Avusturya siyasetinin merkezini teşkil eden iki parti olan Hıristiyan Demokrat ÖVP ve Sosyal Demokrat SPÖ bugüne kadar yapılan cumhurbaşkanlığı seçimlerinde adaylarını sürekli ikinci tura taşımış ve adaylardan birisini Hofburg Sarayı'na cumhurbaşkanı olarak çıkarmayı başarmıştı. Gelgelelim 2016 yılında yapılan cumhurbaşkanlığı seçimleri bu bakımdan tarihi bir dönüm noktası oluverdi. Mülteci politikaları konusunda aşırı sağ FPÖ ile neredeyse aynı dili kullanan merkez partileri ÖVP ve SPÖ ister istemez FPÖ'ye çalıştılar. Bu, siyasetin doğası açısından son derece bilinen bir gerçeğin gözler önüne serilmesi anlamına gelmekteydi: Ne kadar FPÖ'yü taklit etmeyi denerseniz deneyin, FPÖ kadar aşırı sağ olamazsınız! Avusturya seçmeni bu durumda yapılabilecek en mantıklı hamleyi yaptı ve imitasyonlarını değil, hakikisini tercih ederek oyların % 35'lik bir bölümünü FPÖ'nün adayı Norbert Hofer'e verdi. Bu durum İkinci Dünya Savaşı'ndan sonra yaşanması akla dahi gelmeyecek bir sonucu beraberinde getirebilir. İkinci turda Van der Bellen'e destek veren çevrelerin Hofer'e destek veren çevreler kadar inançlı olmadıkları gözlerden kaçmıyor. Dolayısıyla Avusturya, yakın bir gelecekte Hitler'in siyasi geleneğine sahip çıkan bir cumhurbaşkanına sahip olabilir. Söz konusu siyasal hareketliliğin sokağa yansıması da son derece hızlı bir biçimde gerçekleşti. Viyana'dan gelen haberler özellikle Türk kökenli soydaşlarımızın yoğun olarak yaşadıkları Rudolfsheim, Ottakring, Brigittenau gibi semtlerde Müslümanlara, özellikle de Müslüman kadınlara yönelik ağır hakaretlere varan sataşmaların yaşandığını ortaya koymakta. Basına en son yansıyan hadiselerden birisi Avusturya kamuoyunun geldiği noktayı gözler önüne sermekte. Brigittenau semtinde yolda yürümekte olan bir kadının; başörtüsünden yola çıkarak Türk olduğunu varsayan aşırı sağcılar tarafından ağır hakaretlere ve tehdide varan söylemlere muhatap olmuş olduğunu okur hale geldik.
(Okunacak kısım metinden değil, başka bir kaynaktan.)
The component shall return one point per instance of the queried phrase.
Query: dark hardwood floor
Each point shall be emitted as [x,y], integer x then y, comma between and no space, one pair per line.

Avusturya Nazi rejiminin kurbanı olarak kabul edildiği İkinci Dünya Savaşı sonrası bütün yükü ve suçu Almanya'nın sırtına bırakarak kurtuldu. Oysa Nazi rejiminin ileri gelenlerinin pek çoğu Avusturya kökenliydi ve Avusturya bile isteye Nazi Almanya'sına katılmıştı. Bu sebeple Avusturya kamuoyunda aşırı sağcıların oyun sahası Almanya'ya oranla daha geniş. Buna rağmen 1999 seçimlerinde elde ettiği seçim başarısı ile iktidara ortak olan Jörg Haider liderliğindeki FPÖ Avrupa Birliği'nden gelen yoğun baskılara dayanamayarak iktidardan çekilmek zorunda kalmıştı. Avusturya siyaseti AB'nin baskılarına boyun eğmiş ve aşırı sağcı bir iktidar ortağına tahammül göstermemişti. Aradan geçen 17 sene Avusturya kamuoyunun değişmediğini, bununla birlikte değişenin AB ve çevreleri olduğunu ortaya koymakta. 11 Eylül sonrası yükselen İslam karşıtlığı Avusturya'nın zıvanadan çıkmasına ses çıkılamaz halde bir Avrupa kamuoyu ve siyaseti yarattı. Sadece Avusturya'da değil, Avrupa'nın geri kalan kısmında da İslamiyet ve Müslümanlar ötekileştirildi. Doğal olarak Avusturya'ya tepki göstermesi gereken ve Avusturya siyasetini hizaya çekmesi beklenen Avrupa çevreleri de benzer bir kitle tarafından belirlenen siyasilerden oluşmakta. Avusturya cumhurbaşkanlığı seçimlerinin ikinci turu hayati öneme sahip; zira sosyal demokrat bir cumhurbaşkanıyla bile Türkiye'nin AB üyeliğine karşı azami direnç gösteren Avusturya, aşırı sağcı bir cumhurbaşkanıyla sadece soydaşlarımız için yaşanmaz bir ülke olmakla kalmayacak, aynı zamanda AB içindeki Türkiye karşıtlığının da başkenti olacaktır.
[Zaman, 21 Mayıs 2016].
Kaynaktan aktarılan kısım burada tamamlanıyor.